Collapse climatique, épidémie, guerre nucléaire, tempête solaire, astéroïde, sursaut gamma… il n'est pas difficile d'imaginer un événement à l'échelle planétaire qui mette fin à l'humanité, mais ce qui déroute les experts n'est pas le « comment », mais le « quand ».
Cela nous amène à ce que l'on appelle l'argument du jugement dernier, une formule mathématique qui cherche à prédire la fin de l'humanité. Selon qui l'interprète, l'argument donne des résultats aussi proches que 760 ans, tandis que ses détracteurs le rangent aux côtés de la pseudo-science et du charlatanisme.
Parce que non, nous ne pouvons pas voir l'avenir. Et à vrai dire, je pense que c'est une bonne chose. Les avertissements sur les prédictions parfaites sont très nombreux, et quelle que soit la solidité de nos intentions, le risque de créer un destin pire est très grand. Cependant, nous n'avons jamais cessé d'essayer. Il y a beaucoup de choses que l'humanité dans son ensemble veut savoir, et l'une d'elles… c'est sa fin.
Notre planète est finie, tout comme le reste du système solaire et notre propre étoile mère. Mais il est probable que la fin de l'humanité arrive bien plus tôt. Selon une équation… dans les 760 prochaines années. Bienvenue dans l'argument du jugement dernier.
Le raisonnement derrière l'argument
En termes extrêmement simplifiés, l'exercice propose que la longévité d'une chose (d'un produit sur une étagère à l'espèce humaine elle-même) peut être estimée avec une certaine précision à partir de son histoire.
Et en parlant d'histoire, pour comprendre cela, il faut remonter à 1969, année où J. Richard Gott III, aujourd'hui astrophysicien à l'université de Princeton, profitait de l'été européen.
En visitant le mur de Berlin, Gott a dit à un ami que le mur avait entre 2,67 et 24 ans de vie. Son ouverture a été ordonnée en 1989, 20 ans plus tard.
La prédiction de Gott s'appuie sur le principe de Copernic, qui indique fondamentalement que la Terre et les humains n'ont rien de spécial ou de central. L'astrophysicien a alors estimé que la durée du mur serait entre un tiers et trois fois sa durée passée.
Quand Gott a visité le mur, il y était déjà depuis huit ans, donc, (8/3) - (8x3), 2,67 - 24 ans, avec une probabilité de 50 pour cent. La différence, c'est que cette méthode nous permet d'atteindre le niveau de confiance que nous souhaitons.

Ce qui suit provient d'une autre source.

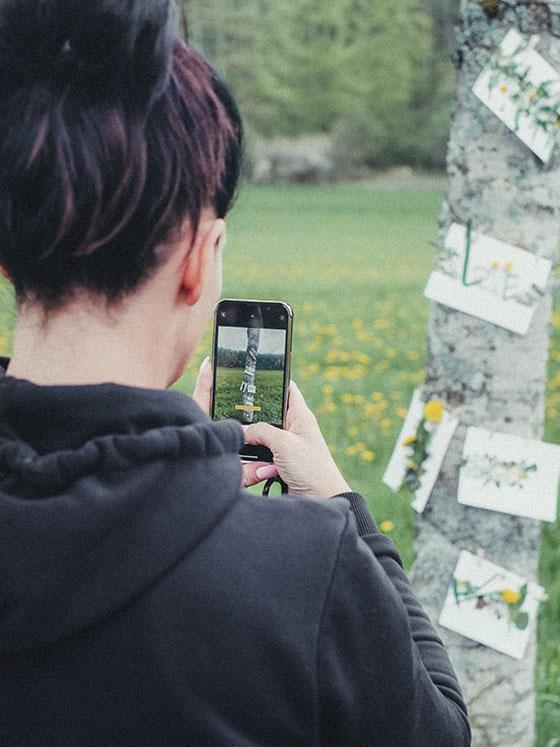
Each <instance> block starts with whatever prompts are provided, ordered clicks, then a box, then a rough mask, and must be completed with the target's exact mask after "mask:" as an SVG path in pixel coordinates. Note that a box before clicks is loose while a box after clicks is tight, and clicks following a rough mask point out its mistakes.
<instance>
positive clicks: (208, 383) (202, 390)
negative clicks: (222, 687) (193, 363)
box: [193, 357, 212, 415]
mask: <svg viewBox="0 0 560 747" xmlns="http://www.w3.org/2000/svg"><path fill="white" fill-rule="evenodd" d="M211 392H212V365H211V363H210V358H208V357H206V358H205V359H204V360H203V361H202V364H201V366H200V371H199V372H198V378H197V380H196V385H195V388H194V393H193V399H194V401H195V402H196V404H197V405H198V406H199V407H200V409H201V410H203V411H204V412H205V413H206V414H207V415H209V414H210V395H211Z"/></svg>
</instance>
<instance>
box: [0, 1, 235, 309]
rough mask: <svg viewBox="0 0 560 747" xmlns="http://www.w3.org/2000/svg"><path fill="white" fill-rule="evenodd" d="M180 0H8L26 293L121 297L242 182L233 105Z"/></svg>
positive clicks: (12, 253) (6, 165)
mask: <svg viewBox="0 0 560 747" xmlns="http://www.w3.org/2000/svg"><path fill="white" fill-rule="evenodd" d="M175 16H176V13H175V3H174V1H173V0H87V2H84V0H63V1H62V0H0V263H1V264H2V265H3V267H4V268H5V270H6V271H7V272H8V273H9V274H10V276H11V279H12V282H13V284H14V286H15V290H16V295H17V298H18V300H19V301H23V300H28V299H31V300H34V301H38V302H40V303H41V304H42V306H44V307H45V309H54V308H57V307H59V306H61V305H62V304H63V303H64V302H65V301H66V300H67V299H68V298H69V297H70V296H71V294H72V292H73V291H74V290H75V289H76V288H78V287H80V288H85V289H87V290H89V291H91V292H93V293H95V294H97V295H100V296H102V297H105V298H106V299H107V300H108V301H109V302H113V301H117V300H119V299H121V298H122V297H123V296H125V295H126V294H127V293H129V292H131V291H132V290H134V289H135V288H137V287H138V286H139V285H140V284H141V283H142V282H143V281H144V280H146V279H147V277H149V275H150V272H151V271H152V270H153V269H154V268H155V267H157V266H158V265H159V264H160V263H161V262H162V261H163V259H162V256H161V254H162V253H161V252H159V251H158V248H159V247H161V246H163V245H165V244H166V243H167V242H169V241H170V240H172V238H173V236H174V235H175V232H176V231H177V230H178V229H179V228H180V227H181V226H182V225H184V223H185V220H186V219H187V218H189V219H190V221H191V224H192V226H193V231H194V233H196V230H197V229H198V226H199V222H200V217H201V212H202V210H203V209H204V208H205V207H210V206H213V207H214V208H215V210H216V213H217V216H218V217H220V218H223V217H224V216H225V215H226V213H227V211H228V210H229V208H230V206H231V203H232V200H233V196H234V193H235V190H236V186H237V183H238V180H239V174H240V164H241V145H242V125H241V119H240V115H239V110H238V108H237V105H236V103H235V101H234V99H233V97H232V95H231V93H230V92H229V90H228V88H227V87H226V85H225V84H224V83H223V82H222V81H220V80H219V79H218V77H217V76H216V74H215V72H214V71H213V70H212V68H211V67H210V65H209V64H208V63H207V62H206V61H205V60H204V59H203V58H202V57H201V56H200V55H199V54H198V53H197V52H195V51H194V50H192V49H190V48H188V47H187V46H185V45H184V44H183V43H182V42H181V41H180V40H179V39H178V36H177V26H176V17H175Z"/></svg>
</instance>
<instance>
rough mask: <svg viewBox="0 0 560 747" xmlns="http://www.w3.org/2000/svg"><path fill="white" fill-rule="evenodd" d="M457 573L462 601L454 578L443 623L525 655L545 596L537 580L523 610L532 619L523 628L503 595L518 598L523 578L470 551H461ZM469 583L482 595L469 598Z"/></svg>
mask: <svg viewBox="0 0 560 747" xmlns="http://www.w3.org/2000/svg"><path fill="white" fill-rule="evenodd" d="M453 577H454V579H455V582H456V584H457V589H458V593H459V595H460V596H459V601H457V599H456V597H455V592H454V589H453V582H452V583H451V585H450V587H449V590H448V592H447V597H446V599H445V604H444V606H443V610H442V612H441V616H440V618H439V624H440V625H441V626H442V627H444V628H448V629H449V630H453V631H454V632H455V633H459V634H460V635H463V636H465V638H470V639H471V640H473V641H477V642H478V643H482V644H483V645H484V646H489V647H490V648H493V649H496V651H501V652H502V653H504V654H507V655H508V656H511V657H513V658H514V659H521V658H523V655H524V653H525V650H526V648H527V643H528V641H529V636H530V635H531V631H532V630H533V628H534V626H535V623H536V619H537V611H538V606H539V601H540V600H542V599H543V598H545V591H544V589H543V588H542V587H541V586H538V585H537V584H533V583H528V584H527V595H526V597H525V600H524V602H523V604H522V605H521V607H520V608H519V612H520V613H521V614H522V615H523V616H525V615H526V616H528V620H527V619H526V627H525V628H524V629H521V628H520V627H518V626H517V625H516V624H515V623H514V622H513V621H512V615H511V614H510V609H509V606H508V604H507V603H506V602H505V601H503V598H504V597H505V599H508V598H509V599H510V600H511V595H513V596H514V598H515V595H516V594H519V593H520V592H521V590H522V587H523V585H524V584H525V583H526V581H525V580H524V579H523V578H521V577H520V576H517V575H516V574H515V573H511V572H509V571H507V570H505V569H504V568H501V567H500V566H498V565H495V564H494V563H491V562H490V561H488V560H485V559H484V558H479V557H478V556H477V555H473V554H472V553H470V552H466V551H463V552H462V553H461V555H460V557H459V562H458V563H457V567H456V569H455V572H454V574H453ZM466 584H471V585H472V587H473V589H475V590H476V592H475V593H477V592H478V595H475V596H472V595H471V596H470V598H469V592H468V587H467V586H466ZM508 595H509V596H508Z"/></svg>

Et si on visait 95 pour cent ? De cette manière, la prédiction devient plus large, de 1/39 à 39 fois, ce qui nous donne entre 0,21 et 312 ans. Beaucoup moins impressionnant… mais techniquement correct.
La prédiction appliquée à l'humanité
En juin 1993, Gott a appliqué cette équation à la durée de l'humanité. Avec 200 000 ans (moyenne) d'homo sapiens, la relation révèle une durée minimale supplémentaire (à 95%) de 5 128 ans, et une maximale de 7,8 millions d'années.
En revanche, si on étend cela au nombre total d'humains qui naîtront dans l'histoire, l'intrigue devient plus pessimiste. On estime que jusqu'à présent, environ 100 milliards d'humains ont vécu.
S'il est le plus probable que nous soyons à mi-chemin de l'extinction (l'essence de l'argument), avec 130 millions de naissances par an, nous arrivons à une probabilité de 50 pour cent qu'il nous reste un peu plus de 760 ans.
Les critiques de l'argument
Des réfutations ? Plusieurs, à différents niveaux. L'argument du jugement dernier est extrêmement controversé, et il a été analysé jusqu'à l'épuisement.
La plus proche pour nous, mortels, est que les grands événements qui causent des extinctions massives sont en réalité très rares, avec plus d'un million d'années entre deux, donc l'humanité devrait être en sécurité pendant les 100 000 prochaines années, au minimum.